First you have to assign ip addresses to each of this interfaces. These ip addresses will act as gateways for each network.
Next you'll have to define 3 DHCP pools. And last you'll have to configure each interface to forward the dhcp broadcasts it receives to the DHCP service. It should look like this:
ip dhcp excluded-address 192.168.1.1
ip dhcp excluded-address 192.168.2.1
ip dhcp excluded-address 192.168.3.1
ip dhcp pool LAN_1
network 192.168.1.0 255.255.255.0
default-router 192.168.1.1
ip dhcp pool LAN_2
network 192.168.2.0 255.255.255.0
default-router 192.168.2.1
ip dhcp pool LAN_3
network 192.168.3.0 255.255.255.0
default-router 192.168.3.1
interface Loopback 0
ip address 10.0.0.1 255.255.255.255
interface Fast Ethernet 1/0
ip address 192.168.1.1 255.255.255.0
ip helper-address 10.0.0.1
interface Fast Ethernet 1/1
ip address 192.168.2.1 255.255.255.0
ip helper-address 10.0.0.1
interface Fast Ethernet 1/3
ip address 192.168.3.1 255.255.255.0
ip helper-address 10.0.0.1
This configuration should work, it's not the best you can get but it will do untill you find something else. I'm using a Loopback address for the DHCP service cause a Loopback can never be down. You can use any ip address configured on the router for the "ip helper-address" destination, but you have to make sure that ip is always up.
08-23-2007 11:57 PM
Thank you for pointing me in the right direction. I have since configured a similar install however I now have a new challenge:
I created VLAN's for each Switch port in the 2800 Route, assigned a gateway IP address for each VLAN and then assigned a DHCP scope to each one.
I now have:
fastethernet1/0 - VLAN2 - 192.168.1.0/24
fastethernet1/1 - VLAN3 - 192.168.2.0/24
fastethernet1/2 - VLAN4 - 192.168.3.0/24
&
WAN: fastethernet 0/0 - 192.168.0.1
Great so far. (I think...)
I have an authentication appliance connected to the WAN interface for billing purposes.
Whenever I successfully authenticate through the Zyxel appliance (yes I said Zyxel), The first authentication works great, however every other connection (from the same subnet)doesn't require authentication.

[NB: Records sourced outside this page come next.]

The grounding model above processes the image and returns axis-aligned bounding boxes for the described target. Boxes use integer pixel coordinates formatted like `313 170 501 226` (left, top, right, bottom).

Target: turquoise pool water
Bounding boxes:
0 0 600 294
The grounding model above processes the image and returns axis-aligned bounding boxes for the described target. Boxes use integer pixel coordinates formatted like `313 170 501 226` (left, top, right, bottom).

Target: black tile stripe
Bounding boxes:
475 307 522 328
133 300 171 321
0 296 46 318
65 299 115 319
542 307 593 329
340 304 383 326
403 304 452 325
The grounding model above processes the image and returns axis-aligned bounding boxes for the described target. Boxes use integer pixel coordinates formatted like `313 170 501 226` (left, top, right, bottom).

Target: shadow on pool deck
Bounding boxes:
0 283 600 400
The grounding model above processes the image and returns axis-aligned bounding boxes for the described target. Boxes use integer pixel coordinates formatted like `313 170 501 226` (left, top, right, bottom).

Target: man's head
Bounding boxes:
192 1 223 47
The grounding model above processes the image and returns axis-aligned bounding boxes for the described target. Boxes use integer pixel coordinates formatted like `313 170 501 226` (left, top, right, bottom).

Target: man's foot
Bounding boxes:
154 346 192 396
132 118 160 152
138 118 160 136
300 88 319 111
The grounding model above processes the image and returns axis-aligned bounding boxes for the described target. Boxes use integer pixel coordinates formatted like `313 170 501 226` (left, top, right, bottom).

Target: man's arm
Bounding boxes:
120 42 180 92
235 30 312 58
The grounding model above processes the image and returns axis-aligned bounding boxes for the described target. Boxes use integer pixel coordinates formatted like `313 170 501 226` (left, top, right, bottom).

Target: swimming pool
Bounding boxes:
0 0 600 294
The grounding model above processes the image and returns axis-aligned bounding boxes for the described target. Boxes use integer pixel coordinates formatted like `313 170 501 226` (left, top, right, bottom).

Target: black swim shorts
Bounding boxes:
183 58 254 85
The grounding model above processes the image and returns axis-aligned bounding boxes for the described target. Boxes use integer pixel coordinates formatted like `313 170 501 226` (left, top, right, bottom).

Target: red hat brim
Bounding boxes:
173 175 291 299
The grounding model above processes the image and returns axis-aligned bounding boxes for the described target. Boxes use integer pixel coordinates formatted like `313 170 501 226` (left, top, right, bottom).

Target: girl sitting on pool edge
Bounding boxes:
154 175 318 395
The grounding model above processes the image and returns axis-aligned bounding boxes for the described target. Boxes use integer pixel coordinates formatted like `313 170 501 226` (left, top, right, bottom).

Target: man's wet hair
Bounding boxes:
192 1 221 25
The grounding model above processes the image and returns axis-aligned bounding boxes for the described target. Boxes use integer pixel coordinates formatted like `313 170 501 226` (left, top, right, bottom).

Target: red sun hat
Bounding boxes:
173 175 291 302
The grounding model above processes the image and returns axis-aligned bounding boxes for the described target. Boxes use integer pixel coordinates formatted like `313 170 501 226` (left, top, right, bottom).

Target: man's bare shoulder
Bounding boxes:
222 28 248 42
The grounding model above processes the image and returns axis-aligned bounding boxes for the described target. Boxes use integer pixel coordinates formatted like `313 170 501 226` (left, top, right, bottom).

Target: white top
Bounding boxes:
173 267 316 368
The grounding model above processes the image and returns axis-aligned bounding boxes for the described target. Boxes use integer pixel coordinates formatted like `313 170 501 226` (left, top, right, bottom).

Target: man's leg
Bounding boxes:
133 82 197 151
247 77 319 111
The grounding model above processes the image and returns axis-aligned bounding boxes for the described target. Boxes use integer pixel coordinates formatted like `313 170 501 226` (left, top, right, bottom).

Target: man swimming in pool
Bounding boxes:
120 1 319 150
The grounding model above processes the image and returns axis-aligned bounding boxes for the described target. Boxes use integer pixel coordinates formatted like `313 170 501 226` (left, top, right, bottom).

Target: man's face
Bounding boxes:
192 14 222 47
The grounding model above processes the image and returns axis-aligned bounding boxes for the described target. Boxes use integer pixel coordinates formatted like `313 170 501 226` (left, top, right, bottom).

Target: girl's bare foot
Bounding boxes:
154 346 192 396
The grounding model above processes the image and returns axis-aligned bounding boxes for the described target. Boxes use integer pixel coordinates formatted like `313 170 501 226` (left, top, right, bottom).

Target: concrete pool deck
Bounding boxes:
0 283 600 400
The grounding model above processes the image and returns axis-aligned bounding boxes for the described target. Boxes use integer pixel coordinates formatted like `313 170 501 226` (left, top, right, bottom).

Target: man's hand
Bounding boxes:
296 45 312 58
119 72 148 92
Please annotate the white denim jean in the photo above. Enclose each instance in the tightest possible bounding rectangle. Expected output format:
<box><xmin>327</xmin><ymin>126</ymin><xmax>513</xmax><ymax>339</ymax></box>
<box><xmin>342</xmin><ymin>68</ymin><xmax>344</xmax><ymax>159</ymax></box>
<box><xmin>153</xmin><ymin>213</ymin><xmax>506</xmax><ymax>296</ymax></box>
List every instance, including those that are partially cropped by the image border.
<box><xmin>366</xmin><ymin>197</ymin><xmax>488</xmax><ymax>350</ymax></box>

I think this is NAT and ACL related, Could someone confirm this hopefully with some help?
Thanks everyone... =)
08-27-2007 01:56 AM
I think it's a NAT issue. You must be NAT-ing the whole VLAN X addresses into one address. And your appliance identifies users by their ip addresses, therefor all hosts from one vlan will be treated like one user, so except for the first one, they will be considered authenticated.
I'm not sure how you can solve this. I have some ideeas but i need more information.
08-27-2007 06:26 AM
Hi:
It seems like youre getting some great help frfom Mihai, but I would like you to post your complete config, if you can, for others' edification. can you?